I haven't read Maureen Dowd's book, though I'd read this article: http://dir.salon.com/story/mwt/feature/2005/11/08/dowd/index.html , which made me interested in reading it. My thoughts about women, femininity and careers are very confused. I don't understand women who have no interest in finding rewarding work at all, but I do sympathise entirely with women who want to have families and not work for some period &/or work part-time. But in my field of academia (astrophysics), at least, there's something odd going on that seems related to Maureen Dowd's ideas about educated women and educated men: nearly all the male academics either (the majority) have accomodating wives who have given up their careers to follow them round the world, or are such single-minded ambitious types that they haven't ever had long-term partners.
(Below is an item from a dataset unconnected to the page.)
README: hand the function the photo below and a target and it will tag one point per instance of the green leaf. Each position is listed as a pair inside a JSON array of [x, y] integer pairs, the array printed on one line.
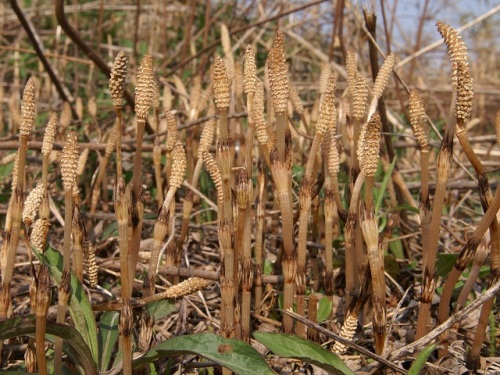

OTOH, I have never yet met a female academic in my area who fits into the second category, I've met *one* who has a partner with a flexible job who has been able to follow her around, and all of the rest (myself included) have a male academic partner (usually more senior) for whom they've had to make varying degrees of career sacrifice to be in the same place. Far more women than men get to PhD level and then leave the field because they can't find a job in the same place as their partner. I think there are two interesting things going on here: firstly bright, highly educated women end up in relationships with bright, highly educated men (often in the same field), whereas a much larger fraction of bright, highly educated men have less educated female partners (ignoring non-hetero relationships for simplicity here), and secondly, women end up being the accommodating ones career-wise no matter what (usually for what seem like logical reasons within individual relationships, such as the man earning more and/or having a permanent job, or wanting to have kids). I think the first of these is most interesting: obviously it's partly because age gaps in relationships tend to go in one direction, but I think the fact that nearly all female academics have academic partners, whereas a far smaller fraction of male academics do also says something about differences in how men and women choose partners. I don't actually have any statistics to back up what I'm saying here, but my anecdotal experience suggests this applies to all the natural sciences. Is the situation different in arts subjects?